Critical result when sending a push notification from our server

We have an app in the appstore and with registered push notifications. They worked successfully all the time, but now we tried to send a "global" push and something strange happened. This is what we have in our server side .php file:

//Loop through tokens in tokenArray
$i = 0;
$t = 0;
foreach($tokenArray as $token)
{
    $t++;
    // Make notification
    $msg = chr(0) . pack('n', 32) . pack('H*', $token) . pack('n', strlen($payload)) . $payload;

    // Send
    $result;
    if($message != null)
    {
        $result = fwrite($fp, $msg, strlen($msg));
    }

if ($result)
    $i++;
}
// Close the connection to the server
fclose($fp);

if($i == 0)
{
    echo 'The message was not delivered to anyone out of '.$t.'.';
}
else
{
    echo 'The message was delivered to '.$i.' out of '.$t.'.';
}

      

The code before that always worked and it still does. TokenArray contains a table with tokens, as in SELECT Token FROM Tokens;

our SQL. It works.

During development, when only our own tokens were registered, he always said, "The message was delivered to 4 out of 4," even though we removed our apps from our phones. We have now tried to send all ≈1100 registered tokens using this code. The message was sent and the output was "The message was delivered on 588 of 1194." And we ourselves have not received the notification! What does it mean?

After about 5 minutes, I disabled the tokenArray with an array containing only my own tokens and sent a new push and I got it on my phone. I also know that the "working" token exists in the previous "tokenArray" which failed (I checked).

Is push notification a gamble !? What does it mean when if($result)

it fails? And why has it failed over 500 times?

All certificates and .pem and .p12 and everything works, the only thing I did from push1 to push2 was to use another table which is a clone from the original table in my SQL server. Table 2 only has my tokens and it worked. There were no other changes. Only SELECT Token FROM Tokens2

, and later I proved that all the tokens in Tokens2

exist in. Tokens

I have no idea if anyone got the push, or if the "lucky" 588 out of 1200 who still have the app installed got it.

What is causing this? We dare not send another one if half of them have already received it. Is there a limit to how quickly I can send rumors right away? Or what are we doing wrong ?! Please help, thanks.

+1


source to share


2 answers


Your main loop doesn't account for cases where Apple closes socket connections. As Eran mentioned, if you submit an invalid token, Apple closes the connection at this point, any further writes using fwrite will fail. Therefore, if your 589th token is invalid, no other push address will be sent to Apple.

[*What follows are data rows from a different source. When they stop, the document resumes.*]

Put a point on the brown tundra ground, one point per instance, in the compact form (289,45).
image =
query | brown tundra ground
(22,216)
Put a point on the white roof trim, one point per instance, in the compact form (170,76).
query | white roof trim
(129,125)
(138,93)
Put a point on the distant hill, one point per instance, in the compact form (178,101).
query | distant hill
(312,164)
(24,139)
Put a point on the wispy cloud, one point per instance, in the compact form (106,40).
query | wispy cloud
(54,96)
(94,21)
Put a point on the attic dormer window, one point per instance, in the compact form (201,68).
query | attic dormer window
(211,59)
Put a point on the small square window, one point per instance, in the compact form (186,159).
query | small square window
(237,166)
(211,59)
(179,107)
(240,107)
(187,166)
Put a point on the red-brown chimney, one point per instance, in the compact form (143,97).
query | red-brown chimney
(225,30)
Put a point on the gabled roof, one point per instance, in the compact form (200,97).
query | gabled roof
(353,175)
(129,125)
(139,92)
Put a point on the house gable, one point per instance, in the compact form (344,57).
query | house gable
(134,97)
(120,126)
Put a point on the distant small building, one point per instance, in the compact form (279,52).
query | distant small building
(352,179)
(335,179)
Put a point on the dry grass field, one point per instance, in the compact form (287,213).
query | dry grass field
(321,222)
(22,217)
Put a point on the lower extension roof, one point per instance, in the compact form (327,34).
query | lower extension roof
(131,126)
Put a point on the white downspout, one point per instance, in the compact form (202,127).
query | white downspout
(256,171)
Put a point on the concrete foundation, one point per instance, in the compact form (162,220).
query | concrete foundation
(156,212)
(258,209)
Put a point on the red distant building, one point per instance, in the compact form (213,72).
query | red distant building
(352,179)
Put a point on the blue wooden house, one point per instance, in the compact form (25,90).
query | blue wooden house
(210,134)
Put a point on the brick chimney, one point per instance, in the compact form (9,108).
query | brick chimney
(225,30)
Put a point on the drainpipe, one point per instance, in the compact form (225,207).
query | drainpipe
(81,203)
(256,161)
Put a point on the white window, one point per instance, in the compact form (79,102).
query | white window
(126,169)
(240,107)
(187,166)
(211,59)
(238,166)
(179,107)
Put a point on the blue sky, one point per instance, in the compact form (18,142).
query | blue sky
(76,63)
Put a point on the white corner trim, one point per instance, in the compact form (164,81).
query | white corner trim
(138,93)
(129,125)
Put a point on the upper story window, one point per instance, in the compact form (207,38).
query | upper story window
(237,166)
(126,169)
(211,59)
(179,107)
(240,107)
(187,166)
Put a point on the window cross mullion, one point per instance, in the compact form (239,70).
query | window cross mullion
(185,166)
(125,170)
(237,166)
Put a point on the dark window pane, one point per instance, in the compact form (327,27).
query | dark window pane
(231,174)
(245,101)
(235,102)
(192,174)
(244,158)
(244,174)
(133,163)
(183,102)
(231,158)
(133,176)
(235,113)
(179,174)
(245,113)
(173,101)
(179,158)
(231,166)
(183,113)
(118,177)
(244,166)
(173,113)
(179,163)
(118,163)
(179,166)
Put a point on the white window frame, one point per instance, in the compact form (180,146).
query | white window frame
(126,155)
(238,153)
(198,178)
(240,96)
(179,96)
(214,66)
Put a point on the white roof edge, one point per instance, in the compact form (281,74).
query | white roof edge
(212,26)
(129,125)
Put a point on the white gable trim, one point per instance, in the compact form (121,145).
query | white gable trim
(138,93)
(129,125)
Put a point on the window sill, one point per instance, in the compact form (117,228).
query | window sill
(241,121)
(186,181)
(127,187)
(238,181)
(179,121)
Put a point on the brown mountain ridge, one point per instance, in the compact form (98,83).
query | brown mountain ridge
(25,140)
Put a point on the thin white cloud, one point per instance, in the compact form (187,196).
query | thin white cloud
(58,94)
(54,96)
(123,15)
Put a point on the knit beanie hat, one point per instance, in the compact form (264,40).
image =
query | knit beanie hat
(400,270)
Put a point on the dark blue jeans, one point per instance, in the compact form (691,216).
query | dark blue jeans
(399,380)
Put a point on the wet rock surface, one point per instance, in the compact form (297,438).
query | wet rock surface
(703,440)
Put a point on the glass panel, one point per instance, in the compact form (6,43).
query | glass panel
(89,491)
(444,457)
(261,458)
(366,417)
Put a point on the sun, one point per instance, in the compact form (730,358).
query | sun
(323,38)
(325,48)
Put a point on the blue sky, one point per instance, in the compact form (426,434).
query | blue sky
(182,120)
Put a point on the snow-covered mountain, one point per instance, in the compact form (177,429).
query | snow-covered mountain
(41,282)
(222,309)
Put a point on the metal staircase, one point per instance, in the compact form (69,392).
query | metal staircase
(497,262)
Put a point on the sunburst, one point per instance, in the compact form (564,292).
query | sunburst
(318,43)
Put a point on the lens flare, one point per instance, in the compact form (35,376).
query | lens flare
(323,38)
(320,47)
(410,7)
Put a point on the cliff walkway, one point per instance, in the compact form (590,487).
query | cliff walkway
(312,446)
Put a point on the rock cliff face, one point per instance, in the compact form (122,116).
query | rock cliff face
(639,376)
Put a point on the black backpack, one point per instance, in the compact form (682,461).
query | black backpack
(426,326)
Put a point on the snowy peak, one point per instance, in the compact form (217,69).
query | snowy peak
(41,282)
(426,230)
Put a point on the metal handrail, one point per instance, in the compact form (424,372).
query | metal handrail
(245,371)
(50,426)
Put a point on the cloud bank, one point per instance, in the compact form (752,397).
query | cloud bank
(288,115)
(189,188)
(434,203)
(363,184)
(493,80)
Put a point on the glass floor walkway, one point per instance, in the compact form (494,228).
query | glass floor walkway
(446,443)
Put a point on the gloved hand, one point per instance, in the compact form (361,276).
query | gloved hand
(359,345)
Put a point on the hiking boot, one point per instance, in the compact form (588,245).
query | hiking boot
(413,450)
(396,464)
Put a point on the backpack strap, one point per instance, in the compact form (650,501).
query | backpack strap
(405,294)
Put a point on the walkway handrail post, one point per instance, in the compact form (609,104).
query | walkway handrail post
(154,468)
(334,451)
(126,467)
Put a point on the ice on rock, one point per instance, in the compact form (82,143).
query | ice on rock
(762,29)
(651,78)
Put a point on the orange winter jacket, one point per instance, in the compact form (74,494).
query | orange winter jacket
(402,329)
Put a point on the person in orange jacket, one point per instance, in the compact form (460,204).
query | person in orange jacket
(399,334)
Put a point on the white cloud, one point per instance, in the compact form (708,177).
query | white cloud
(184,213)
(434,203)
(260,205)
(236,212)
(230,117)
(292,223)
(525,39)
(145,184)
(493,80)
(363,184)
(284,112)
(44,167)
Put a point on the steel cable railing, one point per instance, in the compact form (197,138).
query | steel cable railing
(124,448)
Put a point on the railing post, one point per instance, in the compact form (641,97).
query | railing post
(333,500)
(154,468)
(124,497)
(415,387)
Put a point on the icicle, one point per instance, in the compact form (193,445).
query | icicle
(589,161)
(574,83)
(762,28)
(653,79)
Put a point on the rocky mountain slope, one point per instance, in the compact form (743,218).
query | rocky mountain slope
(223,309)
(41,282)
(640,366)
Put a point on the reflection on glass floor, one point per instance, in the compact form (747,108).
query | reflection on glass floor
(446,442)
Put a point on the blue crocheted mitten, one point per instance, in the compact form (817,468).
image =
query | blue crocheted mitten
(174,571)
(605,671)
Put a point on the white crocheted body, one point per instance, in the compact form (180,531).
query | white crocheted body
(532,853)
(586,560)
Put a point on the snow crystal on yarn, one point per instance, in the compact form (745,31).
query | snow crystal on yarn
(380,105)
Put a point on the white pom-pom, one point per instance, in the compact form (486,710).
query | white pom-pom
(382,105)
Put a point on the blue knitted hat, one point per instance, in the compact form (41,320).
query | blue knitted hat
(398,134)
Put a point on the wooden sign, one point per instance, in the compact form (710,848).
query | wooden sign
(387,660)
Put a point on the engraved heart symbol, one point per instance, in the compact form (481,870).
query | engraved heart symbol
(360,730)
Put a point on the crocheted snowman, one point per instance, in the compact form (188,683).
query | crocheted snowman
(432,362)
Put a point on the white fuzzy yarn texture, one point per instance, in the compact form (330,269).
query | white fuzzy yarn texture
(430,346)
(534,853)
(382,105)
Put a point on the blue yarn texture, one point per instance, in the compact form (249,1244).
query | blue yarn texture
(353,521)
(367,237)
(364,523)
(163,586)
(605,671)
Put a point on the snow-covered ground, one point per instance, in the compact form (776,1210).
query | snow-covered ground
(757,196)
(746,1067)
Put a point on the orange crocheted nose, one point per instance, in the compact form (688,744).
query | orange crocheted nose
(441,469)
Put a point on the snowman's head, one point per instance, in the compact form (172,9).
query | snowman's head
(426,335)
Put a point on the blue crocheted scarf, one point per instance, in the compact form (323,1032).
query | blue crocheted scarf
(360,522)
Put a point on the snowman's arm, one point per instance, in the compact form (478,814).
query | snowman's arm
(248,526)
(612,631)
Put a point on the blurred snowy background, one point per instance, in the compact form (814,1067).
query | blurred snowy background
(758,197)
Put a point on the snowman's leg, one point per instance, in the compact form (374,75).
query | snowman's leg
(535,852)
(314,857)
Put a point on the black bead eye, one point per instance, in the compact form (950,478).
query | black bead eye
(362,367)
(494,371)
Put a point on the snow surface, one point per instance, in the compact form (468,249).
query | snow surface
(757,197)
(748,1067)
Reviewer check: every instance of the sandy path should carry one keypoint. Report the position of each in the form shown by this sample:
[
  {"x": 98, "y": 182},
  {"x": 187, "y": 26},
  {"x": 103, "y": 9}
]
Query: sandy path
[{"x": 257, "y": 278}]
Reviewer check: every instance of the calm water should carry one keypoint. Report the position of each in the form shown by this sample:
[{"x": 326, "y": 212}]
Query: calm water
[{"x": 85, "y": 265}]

Here's a simple fix for what fits into your logic; this part replaces the if statement in the main loop:

if ($result) {
    $i++;
} else {
    fclose($fp);
    // Add code here to re-open socket-connection with Apple.
}

      



Apart from the extended notification format mentioned by Eran, you can also use the APNS Feedback API to query Apple for invalid tokens and clear them from your database. You can find more details on this here: http://bit.ly/14RPux4

There is no limit to the number of push notifications you can send right away. I sent thousands in a few seconds. The only real limitation is the connection between you and the APNS servers.

+1


source


Well I don't know php so your code doesn't help me. However, based on your description, it is likely that some of the device tokens in your database are invalid. When the Apple server receives a notification with an invalid device token, it closes the socket. If you've already posted more messages after the bad token, they won't make it to Apple. Only after you find that the socket is closed and open a new one will your messages go to Apple. If you're not using the rich notification format, it would be a good idea to start using it - that way you can get the Invalid Message ID from Apple and clear your database of invalid tokens. However, even using the extended format does not guaranteethat you will find all errors (unless you want to send messages really slow and check Apple's error responses after every message you send).